Since Tom's language and communication were limited, it was hard to tell when his awareness of his condition occurred/developed. He tended to be content in solitary play, but welcomed interaction with family and to some degree, preschool classmates. He spent a lot of time listening to music and playing with musical toys. When he was 7 years old he repeatedly asked for a piano. There's a fantastic story about how we acquired one, but I won't go into it here. Needless to say, he started to play it immediately and we engaged a teacher who understood that teaching by example worked better than a lecture approach. Fast forward to today and Tom has just retired from a full-time civil service job (another story), and has been performing in public for over 35 years, playing guitar, keyboards and bass and currently learning harmonica and Irish tin whistle. He played trumpet in school band as well as experimenting with saxophone, drums and fiddle.
Here I would like to spotlight one of Tom's original songs, the only one he's ever written about his disability, called The Hard Way. It was written in 1988, a year before he graduated from high school and while he was in the Coalition for Disabled Musicians. His band played it with him often and he recorded it as well, playing all the instruments and doing all the vocals.

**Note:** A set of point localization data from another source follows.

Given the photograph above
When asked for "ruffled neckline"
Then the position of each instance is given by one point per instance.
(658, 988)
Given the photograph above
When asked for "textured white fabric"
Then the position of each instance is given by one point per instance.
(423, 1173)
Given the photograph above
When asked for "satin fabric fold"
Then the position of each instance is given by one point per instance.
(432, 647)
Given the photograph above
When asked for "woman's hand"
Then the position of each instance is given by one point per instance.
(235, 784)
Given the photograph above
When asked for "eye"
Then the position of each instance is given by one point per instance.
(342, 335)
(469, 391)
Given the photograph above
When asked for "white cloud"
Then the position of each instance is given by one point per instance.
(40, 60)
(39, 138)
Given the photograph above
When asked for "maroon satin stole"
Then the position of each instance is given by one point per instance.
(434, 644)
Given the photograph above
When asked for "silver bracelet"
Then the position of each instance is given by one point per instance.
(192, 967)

After hearing this for the first time, I realized how far he had come in his awareness of his condition and how maturely he has accepted it and how positive in outlook he remains. I am in awe of his courage and strength. I asked him about the identity of the person in the song's chorus where he says "holding on to you" and he said, "That's you Mom." That's where I lost it and the song still brings me to tears. I have reprinted the lyrics below for everyone out there. I think it's an amazing tribute to all the folks doing it "The Hard Way." Keep on keeping on.
THE HARD WAY, by Tom Ryan
Copyright 1988 – words and music
VERSE 1
Walking by the ocean, down by the sea
Wondering to myself, what will become of me
I have so far to go, but I’m a full-grown man
This life is not so very easy, but I’ll try to do the best I can
CHORUS
I’m doing it the hard way, holding on to you
I’m trying hard to be patient, I’ll try to understand
I’m doing it the hard way, knowing what this world is about
When you want to learn something that’s not easy
You’ll just have to do it the hard way
VERSE 2
Turn on the radio, turn on the tv
We’ll find out what this world is like
Just between you and me
Listen to the forecast, listen to the news
We’ll find out what happens tomorrow
And we’ll find out what to do
CHORUS
Instrumental Break
VERSE 3
Out in the street, out in the world
There’s so much going on out there
I’ve got to find out what it is
So what is wrong, and what is right?
How will I ever know, if I am learning the truth?